Hyperlipidemia is worth-mentioning risk factor in quickly expanding
atherosclerosis,
myocardial infarction, and
stroke. This study attempted to determine effectiveness of selected
pyrimidine derivatives: 5-(3-Hydroxybenzylidene)-2, 4, 6(1H, 3H, 5H)-pyrimidinetrione (SR-5), 5-(4-Hydroxybenzylidene)-2, 4, 6(1H, 3H, 5H)-pyrimidinetrione (SR-8), 5-(3-Chlorobenzylidene)-2, 4, 6(1H, 3H, 5H)-pyrimidinetrione (SR-9), and 5-(4-Chlorobenzylidene)-2, 4, 6(1H, 3H, 5H)-pyrimidinetrione (SR-10) against
hyperlipidemia. In silico results revealed that SR-5, SR-8, SR-9, and SR-10 exhibited high affinity with 3-hydroxy-3-methylglutaryl
coenzyme A (HMGCoA) possessing binding energy values of -8.2, -8.4, -8.6, and -9.5 Kcal/mol, respectively, and moderate (<-8 Kcal/mol) against other selected targets.

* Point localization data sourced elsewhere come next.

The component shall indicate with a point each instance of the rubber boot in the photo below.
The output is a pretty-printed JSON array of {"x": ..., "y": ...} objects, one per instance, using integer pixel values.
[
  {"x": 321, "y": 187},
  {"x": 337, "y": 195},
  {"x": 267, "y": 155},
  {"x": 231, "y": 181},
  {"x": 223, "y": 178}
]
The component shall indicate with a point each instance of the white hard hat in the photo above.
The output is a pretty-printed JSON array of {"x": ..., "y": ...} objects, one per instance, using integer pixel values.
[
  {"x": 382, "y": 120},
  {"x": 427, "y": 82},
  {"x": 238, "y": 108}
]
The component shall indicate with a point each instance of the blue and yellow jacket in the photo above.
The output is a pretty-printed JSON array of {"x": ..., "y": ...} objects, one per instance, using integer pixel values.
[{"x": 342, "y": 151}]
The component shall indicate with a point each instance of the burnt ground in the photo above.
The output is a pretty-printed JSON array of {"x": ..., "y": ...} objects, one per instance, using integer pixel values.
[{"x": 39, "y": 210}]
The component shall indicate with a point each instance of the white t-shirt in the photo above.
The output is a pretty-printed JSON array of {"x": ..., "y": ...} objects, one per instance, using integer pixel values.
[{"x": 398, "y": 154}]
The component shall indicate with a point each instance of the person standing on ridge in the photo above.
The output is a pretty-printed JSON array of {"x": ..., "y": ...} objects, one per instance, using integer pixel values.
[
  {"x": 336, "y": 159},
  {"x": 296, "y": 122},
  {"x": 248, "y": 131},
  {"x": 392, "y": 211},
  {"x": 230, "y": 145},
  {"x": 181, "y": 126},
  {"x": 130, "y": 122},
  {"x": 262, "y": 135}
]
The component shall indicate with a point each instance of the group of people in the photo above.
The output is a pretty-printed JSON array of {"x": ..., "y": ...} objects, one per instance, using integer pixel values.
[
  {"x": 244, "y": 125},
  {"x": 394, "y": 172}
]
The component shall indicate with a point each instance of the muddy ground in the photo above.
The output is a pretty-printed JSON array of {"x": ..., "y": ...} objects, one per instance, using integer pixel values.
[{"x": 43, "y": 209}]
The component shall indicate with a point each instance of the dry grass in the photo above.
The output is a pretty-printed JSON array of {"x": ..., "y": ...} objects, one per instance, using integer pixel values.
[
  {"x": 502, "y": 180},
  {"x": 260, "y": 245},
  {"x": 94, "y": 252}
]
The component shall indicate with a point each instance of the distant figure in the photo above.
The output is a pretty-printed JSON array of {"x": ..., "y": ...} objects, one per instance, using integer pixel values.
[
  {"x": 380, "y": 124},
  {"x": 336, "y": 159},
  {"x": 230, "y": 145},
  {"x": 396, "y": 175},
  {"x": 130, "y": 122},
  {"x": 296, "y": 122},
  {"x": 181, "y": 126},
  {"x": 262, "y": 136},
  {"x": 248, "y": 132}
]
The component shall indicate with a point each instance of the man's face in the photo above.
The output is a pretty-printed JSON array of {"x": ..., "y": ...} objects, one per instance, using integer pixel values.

In vivo findings showed that test drugs (25 and 50 mg/Kg) significantly decreased HFD rat total
cholesterol,
triglycerides,
low-density lipoprotein,
very-low-density lipoprotein, atherogenic index, coronary risk index,
alkaline phosphatase,
aspartate transaminase,
alanine transaminase, and
bilirubin and increased
high-density lipoprotein (p < 0.05, p < 0.01, p < 0.001 vs HFD group). In animal liver tissues, SR-5, SR-8, SR-9, and SR-10 inhibited HMGCoA
reductase enzyme, enhanced
glutathione-s-transferase,
reduced glutathione,
catalase levels, improved cellular architecture in histopathological examination, and decreased expression of inflammatory markers:
cyclo-oxygenase 2,
tumor necrosis factor alpha, phosphorylated
c-Jun N-terminal kinase, and phosphorylated-
nuclear factor kappa B, evidenced in immunohistochemistry and
enzyme-linked
immunosorbent assay molecular investigations. This study indicates that SR-5, SR-8, SR-9, and SR-10 exhibit
antihyperlipidemic action, mediated possibly through HMGCoA inhibition, hepatoprotection,
antioxidant, and anti-inflammatory pathways.